Postponed to the next day in case of bad weather
Roman Theater
Duration : 1h50
Choreography Jean-Christophe Maillot
Music Sergei Prokofiev
Set Design Ernest Pignon-Ernest
Costumes Jérôme Kaplan
Lighting Dominique Drillot
World premiere by Les Ballets de Monte-Carlo: April 3, 1999, at the Salle Garnier, Opéra de Monte-Carlo
Jean-Christophe Maillot offers a moving reflection on how the memory of those who have passed shapes the future of those who remain. From the moment the curtain rises, Cinderella appears holding in her hands the white dress of her late mother. Within this blended family, mourning becomes impossible, for the memory of the deceased is rendered taboo by those who have taken her place. Yet the choreographer imagined a stepmother and stepsisters quite unlike those one might expect. Here, there is no embittered matron nor stepsisters as ugly as they are foolish. All three are manipulative predators who use their sensuality to obtain whatever they desire.

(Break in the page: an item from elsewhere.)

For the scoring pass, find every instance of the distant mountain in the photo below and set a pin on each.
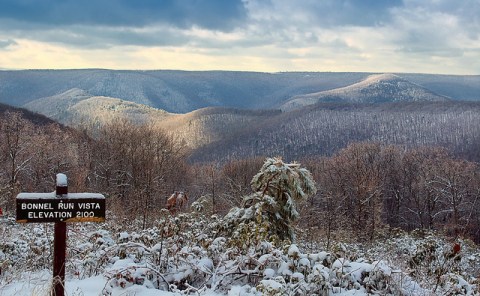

A single character serves as a counterpoint: the Fairy, a luminous evocation of Cinderella’s mother, who helps her navigate the pitfalls of the artificial world she is entering. Beyond its meditation on grief, Cinderella also offers a humorous and ferocious portrait of a society awash in artifice, where the pursuit of pleasure robs those who indulge in it of their sense of reality. Distraction, idleness, and boredom stand in stark contrast to Cinderella, whose bare foot becomes the ballet’s symbolic focus. It represents not only the young girl’s simplicity and purity, but also that essential part of the body without which dance cannot exist.